MONDAY, DECEMBER 4, 7:00pm
Harvard Science Center Hall E
Free & Public
African Americans tend to be thought of as among the most “religious” groups in American society. But especially given recent debates on religion’s role in science, politics, terror, and more, the time may have come to ask: is there room for a Humanistic, agnostic or atheistic form of spirituality in African American life and culture? One of the nation’s leading young scholars of African American Religion, Dr. Anthony Pinn, passionately argues not only that African American Humanism can thrive today, but that it has been developing for well over a century. Pinn, a Harvard and Columbia-trained professor at Rice University, in his mid-forties, is the author/editor of seventeen books, on subjects such as African American religion and spirituality, hip hop, and African American Humanism; he is currently editing an Encyclopedia of African American Religious Culture.
Pinn points out that, since the time of slavery, American Blacks have been critiquing the Christian narrative that suffering is redemptive and should therefore be accepted and not struggled against. Many have even left behind belief in God altogether in favor of a focus on earthly reason and compassion. This Humanist alternative in African American spiritual life traces its roots to the religious questioning of thinkers such as Frederick Douglas and W.E.B. Du Bois, the agnosticism of James Baldwin, the socialist-influenced irreligion of Huey Newton and Langston Hughes, and the full-fledged modern Humanism of Zora Neale Hurston and Alice Walker (Walker was even the recipient of the prestigious American Humanist of the Year award in 1997).
Invited by the Humanist Chaplaincy at Harvard University (and co-sponsored by the Harvard Du Bois Institute for African and African American Research), Pinn will deliver the 13th Annual Alexander Lincoln Lecture, entitled, “Doing Humanism: reflections on the Nature and Practice of African American Humanism.” He will reflect on questions such as, what should African American Humanism “look like” on a practical level?
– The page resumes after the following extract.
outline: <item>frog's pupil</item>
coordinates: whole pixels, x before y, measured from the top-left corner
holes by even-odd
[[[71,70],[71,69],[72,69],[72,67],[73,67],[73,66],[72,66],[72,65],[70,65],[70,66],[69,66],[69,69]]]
And how can 21st-century African Americans look to provide meaningful concrete alternatives to the liturgy, community, ritual, and social identity of the Black Church and other traditionally religious groups?
The Lincoln Lectureship has been an informal ‘Harvard Humanist of the Year’ award, given in previous years to notable figures ranging from the great scientist E.O. Wilson, to Human Rights heroes Taslima Nasreen and General Romeo Dallaire.